United Kingdom: Economic growth slows in Q3
GDP growth waned to 1.3% on a seasonally-adjusted quarter-on-quarter basis in the third quarter, from 5.5% in the second quarter, slightly undershooting market expectations. The economy is still 2.1% below its pre-pandemic level—a worse performance than most other major economies.
Household spending increased 2.0% in the third quarter, which was below the second quarter’s 7.1% expansion. The weaker reading was likely the result of soaring Covid-19 case numbers which saw many people being forced to self-isolate. Public spending expanded 0.9% (Q2: +8.1% s.a. qoq). The marked slowdown was due to a tough base effect, after government expenditure surged in Q2 as schools reopened. That said, non-Covid health spending grew strongly in Q3. Meanwhile, fixed investment growth was stable at 0.8%. However, the reading was largely driven by government investment, with business investment subdued—potentially in part on persistent political tensions with the EU.
Exports of goods and services deteriorated, contracting 1.9% in Q3 (Q2: +6.2% s.a. qoq), likely hampered by supply constraints and shortages of staff and inputs. Conversely, growth in imports of goods and services increased slightly to 2.5% in Q3 (Q2: +2.4% s.a. qoq), marking the best reading since Q4 2020.

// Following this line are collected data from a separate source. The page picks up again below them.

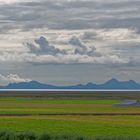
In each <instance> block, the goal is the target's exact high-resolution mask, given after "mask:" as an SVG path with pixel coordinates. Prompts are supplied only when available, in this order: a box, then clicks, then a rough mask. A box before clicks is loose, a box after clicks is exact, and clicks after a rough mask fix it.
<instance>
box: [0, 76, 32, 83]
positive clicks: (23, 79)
mask: <svg viewBox="0 0 140 140" xmlns="http://www.w3.org/2000/svg"><path fill="white" fill-rule="evenodd" d="M0 81H1V82H6V83H19V82H29V81H31V80H30V79H27V78H22V77H20V76H19V75H17V74H9V75H6V76H5V75H2V74H0Z"/></svg>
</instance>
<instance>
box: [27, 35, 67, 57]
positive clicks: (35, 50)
mask: <svg viewBox="0 0 140 140" xmlns="http://www.w3.org/2000/svg"><path fill="white" fill-rule="evenodd" d="M25 46H26V47H27V48H28V49H29V51H30V53H34V54H37V55H54V56H55V55H56V54H64V53H65V52H64V51H61V50H60V49H58V48H55V47H54V46H53V45H50V43H49V42H48V40H47V39H46V38H45V37H43V36H41V37H40V38H39V39H36V40H35V41H34V44H33V43H25Z"/></svg>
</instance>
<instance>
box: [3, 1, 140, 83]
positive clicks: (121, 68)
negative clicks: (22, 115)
mask: <svg viewBox="0 0 140 140" xmlns="http://www.w3.org/2000/svg"><path fill="white" fill-rule="evenodd" d="M139 13H140V0H133V1H132V0H115V1H114V0H106V1H105V0H39V1H38V0H0V85H6V84H8V83H13V82H16V83H18V82H28V81H31V80H36V81H39V82H43V83H47V84H53V85H75V84H80V83H88V82H93V83H103V82H105V81H107V80H109V79H111V78H116V79H118V80H123V81H124V80H125V81H126V80H130V79H131V80H135V81H136V82H139V83H140V14H139Z"/></svg>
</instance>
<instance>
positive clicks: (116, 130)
mask: <svg viewBox="0 0 140 140" xmlns="http://www.w3.org/2000/svg"><path fill="white" fill-rule="evenodd" d="M67 94H68V96H67ZM73 94H74V95H73ZM103 95H104V96H103ZM139 97H140V94H139V93H128V94H126V93H115V94H112V93H109V94H108V93H101V94H100V93H82V94H80V93H78V94H77V93H72V95H71V96H70V93H67V92H66V93H63V94H59V93H55V94H54V93H49V94H45V93H44V94H43V93H41V94H40V93H38V94H37V93H35V94H34V93H33V94H31V93H29V94H28V93H26V94H23V93H22V94H20V93H19V94H18V93H14V94H13V93H11V94H10V93H8V94H7V93H1V94H0V130H10V131H16V132H25V131H31V132H35V133H43V132H47V133H49V134H52V135H53V134H54V135H61V134H68V135H81V136H88V137H90V136H91V137H92V136H104V135H105V136H137V137H140V107H116V106H113V104H115V103H119V102H121V101H122V100H124V99H140V98H139Z"/></svg>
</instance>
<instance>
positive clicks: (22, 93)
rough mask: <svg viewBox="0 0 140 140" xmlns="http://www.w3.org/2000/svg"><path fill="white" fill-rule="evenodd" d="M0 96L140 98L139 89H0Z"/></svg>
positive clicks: (98, 97)
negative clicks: (104, 90)
mask: <svg viewBox="0 0 140 140" xmlns="http://www.w3.org/2000/svg"><path fill="white" fill-rule="evenodd" d="M0 97H34V98H44V97H46V98H57V99H63V98H64V99H65V98H66V99H77V98H78V99H79V98H80V99H131V100H132V99H140V91H0Z"/></svg>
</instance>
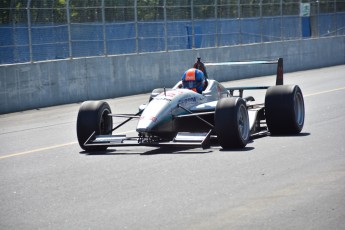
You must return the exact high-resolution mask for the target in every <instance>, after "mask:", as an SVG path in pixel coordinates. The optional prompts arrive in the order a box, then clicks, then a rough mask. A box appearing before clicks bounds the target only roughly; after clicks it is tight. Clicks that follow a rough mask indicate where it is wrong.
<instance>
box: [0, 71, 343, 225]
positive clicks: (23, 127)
mask: <svg viewBox="0 0 345 230" xmlns="http://www.w3.org/2000/svg"><path fill="white" fill-rule="evenodd" d="M209 75H210V77H212V76H211V72H209ZM344 76H345V65H342V66H335V67H331V68H323V69H316V70H309V71H303V72H296V73H288V74H285V84H298V85H299V86H300V87H301V89H302V91H303V94H304V100H305V108H306V120H305V124H304V128H303V130H302V133H301V134H300V135H298V136H278V137H272V136H263V137H260V138H256V139H254V140H252V141H251V142H250V143H249V144H248V145H247V147H246V148H245V149H244V150H231V151H230V150H227V151H224V150H222V149H221V148H220V147H218V146H212V148H211V149H206V150H203V149H201V148H200V149H199V148H197V149H167V148H148V147H137V148H135V147H123V148H118V149H110V150H108V151H106V152H101V153H98V154H93V155H88V154H86V153H84V152H83V151H82V150H81V149H80V147H79V145H78V144H77V137H76V118H77V113H78V109H79V106H80V104H70V105H64V106H57V107H50V108H43V109H39V110H30V111H25V112H20V113H13V114H5V115H0V146H1V148H0V229H198V230H199V229H343V228H344V226H345V218H344V217H345V138H344V134H345V132H344V130H345V116H344V114H345V106H344V98H345V78H344ZM177 80H178V79H176V81H177ZM274 82H275V76H269V77H262V78H254V79H247V80H241V81H233V82H227V83H225V84H224V85H225V86H229V87H230V86H256V85H273V84H274ZM248 92H249V91H248ZM248 92H247V93H248ZM254 93H255V94H254ZM264 93H265V92H264V91H262V92H253V94H251V93H250V92H249V93H248V94H250V95H254V97H255V98H256V100H257V101H260V100H263V98H264ZM148 98H149V94H145V95H137V96H130V97H123V98H117V99H109V100H106V101H107V102H109V104H110V106H111V108H112V112H113V113H135V112H137V107H138V105H139V104H141V103H144V102H146V101H147V100H148ZM120 121H122V119H116V120H114V122H116V123H117V122H120ZM135 126H136V121H132V122H130V123H129V124H128V125H127V126H124V127H122V128H121V129H120V131H119V132H120V133H122V134H128V135H135V132H134V130H135Z"/></svg>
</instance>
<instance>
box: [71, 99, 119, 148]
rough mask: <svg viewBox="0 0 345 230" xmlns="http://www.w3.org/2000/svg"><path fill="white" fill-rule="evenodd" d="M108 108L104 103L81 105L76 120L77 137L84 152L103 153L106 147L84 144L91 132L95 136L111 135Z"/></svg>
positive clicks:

On an annual basis, economic growth moderated to 6.6% in Q3, compared to the previous quarter’s 23.6% growth.
The economy is set to slow slightly further in the final quarter as both global and Brexit-related supply-chain issues hamper activity. Government spending momentum is also likely to continue to ebb as demand for non-Covid health services normalizes, while tensions with the EU over the Northern Ireland Protocol could continue to weigh on private investment. However, consumer spending should provide support.

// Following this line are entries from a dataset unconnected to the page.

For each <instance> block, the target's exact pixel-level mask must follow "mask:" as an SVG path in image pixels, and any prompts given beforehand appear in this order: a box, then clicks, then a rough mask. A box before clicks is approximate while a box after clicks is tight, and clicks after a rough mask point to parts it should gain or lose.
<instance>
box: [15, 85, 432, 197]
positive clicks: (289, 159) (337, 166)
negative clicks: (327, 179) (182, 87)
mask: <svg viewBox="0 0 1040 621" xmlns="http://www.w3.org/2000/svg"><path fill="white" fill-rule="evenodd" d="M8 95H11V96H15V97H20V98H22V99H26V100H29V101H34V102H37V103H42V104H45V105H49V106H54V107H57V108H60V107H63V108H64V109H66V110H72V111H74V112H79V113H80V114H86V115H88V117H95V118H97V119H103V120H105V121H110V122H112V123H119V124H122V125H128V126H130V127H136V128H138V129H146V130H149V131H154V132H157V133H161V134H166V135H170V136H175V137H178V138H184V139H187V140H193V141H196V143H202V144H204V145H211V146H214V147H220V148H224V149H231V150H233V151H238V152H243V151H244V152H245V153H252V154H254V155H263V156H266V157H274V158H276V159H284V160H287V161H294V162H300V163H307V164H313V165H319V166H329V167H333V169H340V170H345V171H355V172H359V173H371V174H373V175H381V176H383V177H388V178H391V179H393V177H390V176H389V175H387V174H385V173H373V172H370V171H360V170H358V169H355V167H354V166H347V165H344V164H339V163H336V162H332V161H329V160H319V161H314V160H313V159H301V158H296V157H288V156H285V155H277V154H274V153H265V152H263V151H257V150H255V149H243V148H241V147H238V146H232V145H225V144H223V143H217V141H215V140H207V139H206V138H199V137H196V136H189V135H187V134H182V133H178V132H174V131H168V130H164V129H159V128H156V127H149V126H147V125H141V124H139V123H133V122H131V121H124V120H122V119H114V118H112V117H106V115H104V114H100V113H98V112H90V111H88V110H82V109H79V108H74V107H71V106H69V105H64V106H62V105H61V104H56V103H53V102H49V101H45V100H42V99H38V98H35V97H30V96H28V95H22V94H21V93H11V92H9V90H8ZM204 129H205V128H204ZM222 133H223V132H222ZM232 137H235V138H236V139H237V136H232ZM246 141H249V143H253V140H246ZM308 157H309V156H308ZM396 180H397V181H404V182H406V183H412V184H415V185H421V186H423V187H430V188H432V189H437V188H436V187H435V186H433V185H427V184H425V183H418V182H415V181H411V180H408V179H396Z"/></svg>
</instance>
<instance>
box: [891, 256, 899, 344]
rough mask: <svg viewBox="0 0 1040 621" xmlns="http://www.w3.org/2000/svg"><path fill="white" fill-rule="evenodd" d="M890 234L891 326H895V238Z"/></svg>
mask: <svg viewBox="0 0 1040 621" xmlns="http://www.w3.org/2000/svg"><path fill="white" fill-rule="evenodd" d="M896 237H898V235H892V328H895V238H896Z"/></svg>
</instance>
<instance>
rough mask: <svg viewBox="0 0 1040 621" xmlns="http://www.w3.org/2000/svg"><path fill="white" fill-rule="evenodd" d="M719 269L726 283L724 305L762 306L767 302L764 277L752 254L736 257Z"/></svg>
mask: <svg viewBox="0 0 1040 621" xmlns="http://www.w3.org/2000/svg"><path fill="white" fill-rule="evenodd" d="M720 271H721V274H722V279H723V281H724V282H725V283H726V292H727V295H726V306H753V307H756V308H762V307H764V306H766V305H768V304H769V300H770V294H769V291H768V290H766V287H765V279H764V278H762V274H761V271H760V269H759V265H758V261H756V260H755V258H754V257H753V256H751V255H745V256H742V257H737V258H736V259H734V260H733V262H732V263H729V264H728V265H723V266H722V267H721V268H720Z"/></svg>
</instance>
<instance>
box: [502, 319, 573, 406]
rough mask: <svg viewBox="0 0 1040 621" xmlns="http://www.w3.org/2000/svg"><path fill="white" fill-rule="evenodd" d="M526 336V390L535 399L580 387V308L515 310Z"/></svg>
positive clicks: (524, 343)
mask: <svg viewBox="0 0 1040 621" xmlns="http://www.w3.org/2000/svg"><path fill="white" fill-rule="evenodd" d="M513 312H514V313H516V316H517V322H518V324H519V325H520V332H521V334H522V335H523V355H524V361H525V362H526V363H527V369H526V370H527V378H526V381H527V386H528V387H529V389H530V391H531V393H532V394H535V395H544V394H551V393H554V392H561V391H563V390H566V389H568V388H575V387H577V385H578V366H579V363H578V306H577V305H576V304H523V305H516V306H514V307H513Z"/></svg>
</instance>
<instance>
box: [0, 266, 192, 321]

On the political frictions with the EU, George Buckley, economist at Nomura, said:
“It may just be a matter of timing before the UK invokes Article 16 of the Brexit agreement. The UK sees the threshold of ‘serious economic, societal or environmental difficulties’ as breached, and would like to remove checks and documentation on goods travelling between Northern Ireland and the mainland, as well as the ECJ’s oversight of the protocol. The EU’s response will likely depend on how far-reaching the UK’s proposals are […]. A termination of the Trade and Cooperation Agreement (TCA) would be the most severe outcome but would be subject to a 12m notice period. Real exports were still 22% down vs. Q4 2019 in this week’s GDP report—the ongoing uncertainties about the state of play of the TCA are unlikely to help. Studies generally suggest an additional 2% long-run GDP loss without an agreement.”